Too often in our undergraduate years we’ve learned to cram for school and tests. You may have procrastinated all semester, and then pulled all-nighters for the final paper or test. Cramming is antithetical to the law of the farm. The Law of the Farm essentially says that to be a farmer, you have to plan, till the land, plant, fertilize, water, and then harvest. Farmers do not, and cannot cram. They cannot lie around all spring then hit it hard at the end of the summer. You cannot cram farming.
Dissertations are like farming. There are a sequence of steps that must be followed—concept papers, proposal meetings, IRB, data collection and analyses, and final defense. And there are unexpected circumstances such as a change of advisors, delays collecting data, IRB revisions, etc. There are no short-cuts in this process, and planning is crucial. I can’t tell you the literally hundreds of students I speak with that need their analysis tomorrow—tomorrow, really? Sure there are legitimate issues that come up, things took longer than expected, but you know pretty early on that you need an APA editor and a statistician.

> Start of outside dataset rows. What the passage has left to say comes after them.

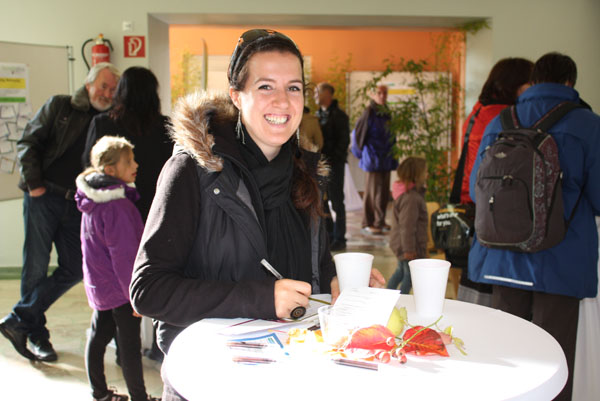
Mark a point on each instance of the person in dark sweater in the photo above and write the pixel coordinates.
(240, 189)
(50, 152)
(136, 116)
(336, 138)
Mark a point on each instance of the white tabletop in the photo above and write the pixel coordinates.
(508, 359)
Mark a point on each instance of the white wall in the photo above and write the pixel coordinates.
(520, 28)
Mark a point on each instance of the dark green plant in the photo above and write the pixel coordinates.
(421, 121)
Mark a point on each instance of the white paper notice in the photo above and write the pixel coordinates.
(14, 133)
(7, 112)
(6, 146)
(363, 307)
(3, 129)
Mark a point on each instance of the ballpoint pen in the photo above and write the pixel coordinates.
(298, 311)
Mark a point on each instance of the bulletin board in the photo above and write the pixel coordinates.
(40, 71)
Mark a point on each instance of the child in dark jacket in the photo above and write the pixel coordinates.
(408, 237)
(111, 230)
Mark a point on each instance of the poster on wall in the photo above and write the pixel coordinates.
(15, 111)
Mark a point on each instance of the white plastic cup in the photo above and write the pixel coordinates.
(429, 279)
(353, 269)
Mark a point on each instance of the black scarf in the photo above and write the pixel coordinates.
(288, 236)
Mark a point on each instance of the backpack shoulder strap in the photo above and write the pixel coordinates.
(460, 169)
(509, 119)
(554, 115)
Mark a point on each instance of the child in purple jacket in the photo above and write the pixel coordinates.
(408, 238)
(111, 229)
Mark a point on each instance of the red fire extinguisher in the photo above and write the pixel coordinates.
(100, 51)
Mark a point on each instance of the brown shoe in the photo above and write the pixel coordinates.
(372, 230)
(17, 337)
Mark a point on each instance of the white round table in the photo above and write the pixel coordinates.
(508, 359)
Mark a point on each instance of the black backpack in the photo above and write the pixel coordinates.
(519, 204)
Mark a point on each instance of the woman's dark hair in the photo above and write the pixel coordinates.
(258, 41)
(504, 81)
(136, 103)
(554, 67)
(305, 190)
(411, 170)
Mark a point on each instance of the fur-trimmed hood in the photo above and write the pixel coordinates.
(201, 116)
(94, 188)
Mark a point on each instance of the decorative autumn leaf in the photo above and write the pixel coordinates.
(420, 340)
(376, 337)
(458, 343)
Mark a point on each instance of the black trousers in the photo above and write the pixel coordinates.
(557, 314)
(335, 193)
(125, 328)
(376, 198)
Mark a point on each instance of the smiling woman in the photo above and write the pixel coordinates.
(241, 189)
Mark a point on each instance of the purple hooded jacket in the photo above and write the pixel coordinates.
(111, 230)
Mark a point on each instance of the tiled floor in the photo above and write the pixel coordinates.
(68, 320)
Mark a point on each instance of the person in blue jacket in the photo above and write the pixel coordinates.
(546, 286)
(372, 145)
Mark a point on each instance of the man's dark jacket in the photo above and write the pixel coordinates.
(336, 133)
(55, 127)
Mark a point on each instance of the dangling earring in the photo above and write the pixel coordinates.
(239, 129)
(298, 154)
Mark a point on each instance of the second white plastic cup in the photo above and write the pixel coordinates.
(353, 269)
(429, 279)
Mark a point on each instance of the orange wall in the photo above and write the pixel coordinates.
(368, 47)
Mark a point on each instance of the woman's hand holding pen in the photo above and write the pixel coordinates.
(290, 294)
(376, 280)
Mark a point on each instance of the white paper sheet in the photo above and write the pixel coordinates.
(363, 307)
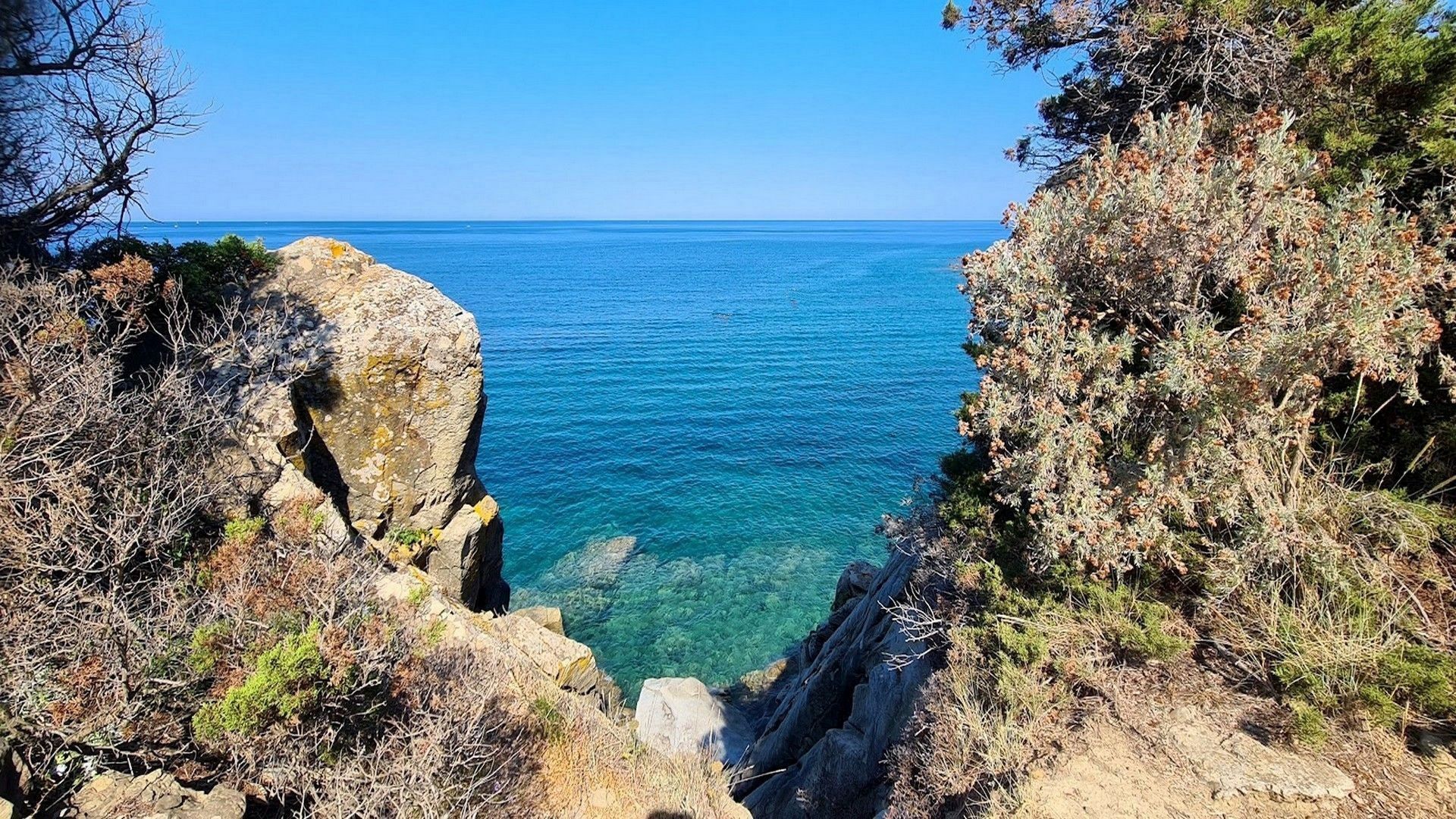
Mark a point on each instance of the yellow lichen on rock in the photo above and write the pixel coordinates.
(487, 509)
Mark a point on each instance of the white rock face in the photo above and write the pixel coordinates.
(677, 714)
(369, 382)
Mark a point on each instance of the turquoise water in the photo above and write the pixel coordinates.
(745, 400)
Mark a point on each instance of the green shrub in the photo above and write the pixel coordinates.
(201, 268)
(286, 681)
(408, 538)
(243, 529)
(549, 717)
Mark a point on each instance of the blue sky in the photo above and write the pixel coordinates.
(585, 110)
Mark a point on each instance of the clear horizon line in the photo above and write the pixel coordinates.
(523, 219)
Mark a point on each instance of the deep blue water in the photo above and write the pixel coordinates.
(746, 400)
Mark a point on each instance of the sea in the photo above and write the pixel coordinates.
(692, 426)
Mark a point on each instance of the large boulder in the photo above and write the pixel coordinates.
(369, 382)
(682, 716)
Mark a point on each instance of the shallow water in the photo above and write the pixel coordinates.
(745, 400)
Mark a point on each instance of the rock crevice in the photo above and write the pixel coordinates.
(369, 382)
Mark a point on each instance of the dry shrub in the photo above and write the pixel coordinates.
(140, 632)
(1144, 475)
(101, 487)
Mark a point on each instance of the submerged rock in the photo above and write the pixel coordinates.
(682, 716)
(854, 582)
(369, 382)
(546, 617)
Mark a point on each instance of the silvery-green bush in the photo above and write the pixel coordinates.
(1156, 333)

Why procrastinate?
Aligning theoretical framework, gathering articles, synthesizing gaps, articulating a clear methodology and data plan, and writing about the theoretical and practical implications of your research are part of our comprehensive dissertation editing services.
There are no short cuts in the dissertation process—plan to harvest well by planning all of the steps necessary to accomplish the tasks at hand (our free membership includes a dissertation timeline to help with planning). Line-up the support you need, put in wiggle room for unexpected events, and get your dissertation completed—there’s a whole lot of wonderful fields ahead of you!